There is one question in the post 9/11 world that we still haven't effectively answered, and that is simply put; What kind of military do we want? It's not as simple to answer as you might think. Currently the Army is the be all do all, and is much like the Swiss Army Knife in organizational form. Many functions are available and while the Army can go pretty much anywhere and do pretty much anything, with sufficient support.
'Take Afghanistan. That is a landlocked country, that theoretically no army should be able to sustain operations in. Let alone for a full decade (and counting). The missions there range everything from standard infantry assaults, to civil affairs, counter insurgency, even the new mission "nation building" which is a nebulous task that might range from civil engineering to actual politics. The Army as an organization can do some of everything. Most Americans do not know or even understand the capacity of its military, or even what the elected leaders are ordering them to do.

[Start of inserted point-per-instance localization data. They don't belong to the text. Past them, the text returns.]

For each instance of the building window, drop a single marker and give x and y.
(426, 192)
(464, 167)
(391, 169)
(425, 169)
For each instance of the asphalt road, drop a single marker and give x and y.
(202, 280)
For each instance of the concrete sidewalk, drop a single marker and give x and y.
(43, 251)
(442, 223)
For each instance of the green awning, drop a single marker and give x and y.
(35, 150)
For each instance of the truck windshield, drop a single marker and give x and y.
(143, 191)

For instance who do you think has the largest small boat navy in the world? Iran? China? Some corporate entity? Try the United States Army. That fact is so surprising (most people are surprised that the Army even HAS ships) that most people are baffled and at a loss to explain it. Would it surprise you that the Army still maintains the ability (if in a limited fashion) to conduct seaborne assaults? To prevent inter-service rivalry, this fact is not often touted, but the ability is still there. It's not just equipment though.
The American Soldier and Marine is expected to be able to adapt and overcome no matter what climate, environment, or situation they are dropped in. How does one train for the mountains of Afghanistan? We have very few peaks that can match their rugged terrain, and even so it would be impractical to run more than a few companies at a time through such training. We can train in Jungle, Desert, and certain winter environments, we can simulate many environments for tactical purposes, but the problem is that each require different tactics. How many tank battalions were there in Vietnam as opposed to say Desert Storm? You can run whole divisions across the desert, whereas, in the jungle you might have one or two tanks supporting light infantry battalions.

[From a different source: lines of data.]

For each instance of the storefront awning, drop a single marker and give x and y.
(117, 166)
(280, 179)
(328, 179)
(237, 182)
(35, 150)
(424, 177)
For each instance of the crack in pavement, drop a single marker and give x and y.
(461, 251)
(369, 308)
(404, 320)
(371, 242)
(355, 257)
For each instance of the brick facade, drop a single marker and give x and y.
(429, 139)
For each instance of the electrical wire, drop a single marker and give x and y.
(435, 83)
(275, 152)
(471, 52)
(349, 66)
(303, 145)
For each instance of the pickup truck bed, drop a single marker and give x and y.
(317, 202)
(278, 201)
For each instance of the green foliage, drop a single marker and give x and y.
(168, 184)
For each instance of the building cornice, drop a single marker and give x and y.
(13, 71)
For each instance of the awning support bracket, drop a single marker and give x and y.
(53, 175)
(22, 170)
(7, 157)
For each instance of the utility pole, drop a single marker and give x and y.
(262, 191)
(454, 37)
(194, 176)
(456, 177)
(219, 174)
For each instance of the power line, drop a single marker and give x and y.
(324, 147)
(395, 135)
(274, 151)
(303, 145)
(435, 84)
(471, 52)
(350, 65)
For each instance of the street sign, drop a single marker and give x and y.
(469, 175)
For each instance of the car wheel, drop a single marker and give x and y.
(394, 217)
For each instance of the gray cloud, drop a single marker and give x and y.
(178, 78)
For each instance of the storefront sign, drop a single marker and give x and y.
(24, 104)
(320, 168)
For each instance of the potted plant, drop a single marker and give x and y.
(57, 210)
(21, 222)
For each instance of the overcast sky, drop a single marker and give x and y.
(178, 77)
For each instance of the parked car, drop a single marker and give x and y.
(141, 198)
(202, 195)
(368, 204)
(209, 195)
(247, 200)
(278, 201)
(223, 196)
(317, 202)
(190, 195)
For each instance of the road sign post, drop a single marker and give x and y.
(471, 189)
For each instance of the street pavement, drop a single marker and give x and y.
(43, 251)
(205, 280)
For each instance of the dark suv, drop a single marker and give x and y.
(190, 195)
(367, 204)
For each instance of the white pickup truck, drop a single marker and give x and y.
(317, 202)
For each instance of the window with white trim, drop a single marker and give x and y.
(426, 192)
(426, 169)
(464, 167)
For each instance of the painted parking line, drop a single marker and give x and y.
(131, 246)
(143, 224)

The problem is in this post-cold war world, war hasn't gone away. The Soviets aren't going to attack the Fulda Gap anytime soon, but that does not mean that we must not be prepared for a similar scenario. The Airborne hasn't made a true combat drop since Korea (Operation Junction City, was not a true combat jump, and the assault on Bashur Airbase hardly seems like a "combat drop" when there were Spec Ops teams sitting in lawn chairs on the DZ) but that does not mean that all six Airborne Brigades do not train as though they might.
The problem is that policy makers and bean counters alike don't like the budget it takes to have "the best trained fighting force in the world". For the military to prepare for a war they are often given direction by congress as to what enemy they should prepare to fight. More often than not the policy makers are wrong and the military has to figure it out after the war's already begun. Getting elected leaders to sit and talk about the threats they face is much like pulling teeth from an alligator. Even accepting that there might be a war will send certain politicians into a tizzy.
Our military is functioning on the inertia. As the decade changes with a massive debt on our back, we're going to have to ask what kind of military we want. The tanks and APCs of the Cold war are ill suited to the mountains of Afghanistan, and the insurgency warfare that has become a worldwide problem, but the light infantry does not have the same tactical maneuverability that those tanks would. You can specialize your tactics once you're actually fighting an enemy, but until you are you must be a generalist, and that costs money.